A su poco efectista y muy paladeada Noche en el Monte Pelado (versión Rimsky, por supuesto) le faltaron la electricidad, la fuerza y la aspereza de las muchas grandes y ortodoxas versiones discográficas, incluida la suya propia al frente de la Orquesta de Cleveland, pero a cambio Maazel diseccionó la partitura con verdadera mano maestra e hizo gala de un dominio de la agógica realmente único, buscando siempre la creatividad pero sin caer en lo caprichoso.
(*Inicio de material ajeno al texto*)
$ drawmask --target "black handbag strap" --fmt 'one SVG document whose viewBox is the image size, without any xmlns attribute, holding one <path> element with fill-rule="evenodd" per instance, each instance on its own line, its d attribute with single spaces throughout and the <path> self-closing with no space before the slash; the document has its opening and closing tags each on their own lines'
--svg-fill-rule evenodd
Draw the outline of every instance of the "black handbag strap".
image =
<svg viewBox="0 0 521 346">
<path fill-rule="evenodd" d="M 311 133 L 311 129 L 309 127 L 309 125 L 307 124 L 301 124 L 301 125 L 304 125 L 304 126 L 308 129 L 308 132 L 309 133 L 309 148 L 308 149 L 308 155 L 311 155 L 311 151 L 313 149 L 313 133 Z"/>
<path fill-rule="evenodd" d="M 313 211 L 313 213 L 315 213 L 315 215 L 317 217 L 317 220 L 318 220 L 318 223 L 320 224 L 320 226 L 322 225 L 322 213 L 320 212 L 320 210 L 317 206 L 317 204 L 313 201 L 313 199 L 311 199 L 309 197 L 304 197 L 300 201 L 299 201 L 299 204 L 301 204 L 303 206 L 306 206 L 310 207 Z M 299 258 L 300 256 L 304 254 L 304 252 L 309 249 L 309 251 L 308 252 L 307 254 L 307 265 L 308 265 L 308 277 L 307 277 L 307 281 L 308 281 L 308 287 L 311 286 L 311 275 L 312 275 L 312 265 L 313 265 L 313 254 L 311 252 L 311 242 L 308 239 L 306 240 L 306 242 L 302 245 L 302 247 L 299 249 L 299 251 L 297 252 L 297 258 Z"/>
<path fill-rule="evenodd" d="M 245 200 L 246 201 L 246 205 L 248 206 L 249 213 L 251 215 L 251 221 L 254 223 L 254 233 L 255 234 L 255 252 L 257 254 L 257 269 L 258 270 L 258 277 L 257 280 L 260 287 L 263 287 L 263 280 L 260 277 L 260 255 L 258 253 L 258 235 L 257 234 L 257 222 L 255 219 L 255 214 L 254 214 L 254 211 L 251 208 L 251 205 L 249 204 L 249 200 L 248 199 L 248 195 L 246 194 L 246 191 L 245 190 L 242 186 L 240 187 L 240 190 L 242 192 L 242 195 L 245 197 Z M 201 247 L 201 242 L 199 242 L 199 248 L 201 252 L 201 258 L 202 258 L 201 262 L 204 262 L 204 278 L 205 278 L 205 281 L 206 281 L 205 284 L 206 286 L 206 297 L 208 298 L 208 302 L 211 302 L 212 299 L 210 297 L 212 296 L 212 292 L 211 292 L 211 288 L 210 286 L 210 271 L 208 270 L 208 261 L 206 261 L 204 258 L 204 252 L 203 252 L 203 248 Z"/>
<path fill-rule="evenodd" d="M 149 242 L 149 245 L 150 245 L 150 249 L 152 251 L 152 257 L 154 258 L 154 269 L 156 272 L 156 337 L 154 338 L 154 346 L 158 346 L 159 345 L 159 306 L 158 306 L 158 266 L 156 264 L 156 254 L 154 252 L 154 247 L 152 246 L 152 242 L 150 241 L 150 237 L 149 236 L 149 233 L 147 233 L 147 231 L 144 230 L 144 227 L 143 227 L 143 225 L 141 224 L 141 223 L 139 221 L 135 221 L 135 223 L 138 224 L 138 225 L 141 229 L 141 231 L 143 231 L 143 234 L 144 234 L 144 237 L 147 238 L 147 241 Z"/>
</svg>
Parecidas virtudes e insuficiencias tuvo su lentísimo Romeo y Julieta, solo que aquí la electricidad sólo se echó de menos en la primera secuencia violenta, pues las otras dos fueron progresando de manera irreprochable en la acumulación de tensiones. Los momentos líricos, por su parte, estuvieron muy bien diferenciados: delicado e inocente el primero, voluptuoso, sensual y doliente a más no poder el segundo, al que la batuta flexible de Maazel supo conducir hasta un clímax de verdadero paroxismo. El acongojante acorde orquestal que cierra la partitura fue de esos que no se olvidan
Tras las relativas -sólo relativas- desigualdades de la primera parte se quedó únicamente el mejor Maazel, el director dotado de una técnica prodigiosa, de un olfato musical de primer orden y de un sentido del riesgo que con frecuencia le hace alcanzar lo genial. Y de genial hay que calificar a quien es capaz de dotar a una obra tan de segunda fila como el Homenaje a la Tempranica de Joaquín Rodrigo de una tensión dramática y una densidad espiritual propias de Tristán e Isolda.
Su irrepetible lectura de El aprendiz de brujo me recordó a la de Barenboim con la Orquesta de París: lenta, atmosférica, poco humorística, muy dramática y desmenuzada hasta extremos insólitos. Impagable la orquesta, cuyas maderas estuvieron a la altura de las no escasas demandas de la batuta. De nuevo rutilante la agógica, que Maazel utilizó para hacer cada vez más opresiva la partitura y alcanzar un poderosísimo clímax.
Lo mejor vino al final. Tentado estoy de decir que su interpretación de La Valse fue, con diferencia, la más grande que he escuchado en los años que llevo de melomanía, incluyendo todas las habituales referencias discográficas. Pero sí puedo asegurar que es la más lenta, la más paladeada, la más sensual, la más decadente -en el buen sentido-, la más increíblemente rubateada y, desde luego, la más creativa: en la lectura de Maazel y su fabulosa orquesta se escucharon muchísimas más cosas de las que habitualmente se escuchan. Y qué decir de su sentido del color y de las texturas. Inolvidable.
Ah, por cierto: es verdad que la acústica del Auditori del Palau Les Arts diseñado por Santiago Calatrava es mejorable, pero de ahí a decir que resulta deficiente hay un buen trecho. Y qué arquitectura tan maravillosa desde el punto de vista plástico. Espero estar allí de nuevo en el concierto que Riccardo Chailly, uno de los principales candidatos a la sucesión de Maazel, ofrecerá en abril con la misma orquesta.
2 comentarios:
Tú los has dicho, querido amigo: maravillosa arquitectura desde el punto de vista "plástico", porque desde el punto de vista "práctico" es un auténtico desastre y una chapuza, desde la trama laberíntica a los ascensores que llegan a la nada oscura o a la sala principal en herradura y forrada de azulejos rotos.
Estoy de acuerdo: la egolatría de Calatrava le ha llevado pensar sólo en los aspectos plásticos, para mi gusto maravillosamente resueltos, y a no dejarse asesorar convenientemente en los funcionales. Una pena.